40. Nickel-base-superalloy or component according to any of the preceding claims, wherein the superalloy comprises, preferably consists of Ni, Co, Cr, Mo, W, Al, Ta, Hf, Zr, C and B.

41. Nickel-base-superalloy or component according to any of the preceding claims, wherein the amount of aluminium (Al) is between 4.0 wt% to 4.3wt%.

42. Nickel-base-superalloy or component according to any of the preceding claims, wherein no titanium (Ti) is present in the alloy.

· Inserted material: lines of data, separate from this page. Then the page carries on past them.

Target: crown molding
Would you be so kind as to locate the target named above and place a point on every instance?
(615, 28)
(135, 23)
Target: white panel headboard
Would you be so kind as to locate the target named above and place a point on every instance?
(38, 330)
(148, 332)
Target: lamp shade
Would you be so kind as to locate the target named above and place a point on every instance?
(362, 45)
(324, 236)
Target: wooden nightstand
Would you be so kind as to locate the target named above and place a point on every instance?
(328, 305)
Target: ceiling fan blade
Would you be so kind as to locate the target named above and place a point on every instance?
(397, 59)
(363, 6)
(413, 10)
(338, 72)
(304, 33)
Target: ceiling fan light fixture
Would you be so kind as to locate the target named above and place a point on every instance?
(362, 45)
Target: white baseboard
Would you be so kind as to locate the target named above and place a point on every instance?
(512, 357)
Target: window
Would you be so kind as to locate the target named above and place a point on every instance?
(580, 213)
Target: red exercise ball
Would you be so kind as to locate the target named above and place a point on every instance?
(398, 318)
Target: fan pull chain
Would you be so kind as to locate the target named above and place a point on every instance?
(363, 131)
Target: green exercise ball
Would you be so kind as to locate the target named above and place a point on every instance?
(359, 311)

43. Nickel-base-superalloy or component according to any of the preceding claims, wherein no vanadium (V) is present in the alloy.

44. Nickel-base-superalloy or component according to any of the preceding claims, wherein no columbium (Nb) is present in the alloy.

45. Nickel-base-superalloy or component according to any of the preceding claims, wherein no silicon (Si) is present in the alloy.

46. Nickel-base-superalloy or component according to any of the preceding claims, wherein the chromium (Cr) content is higher than 14wt%, especially is 14wt%.

47. Nickel-base-superalloy or component according to any of the preceding claims, wherein the chromium (Cr) content is higher than 16wt%, especially is 16wt%.

48. Nickel-base-superalloy or component according to any of the preceding claims, wherein the amount of tantalum (Ta) is higher than 10wt%, especially 10wt%.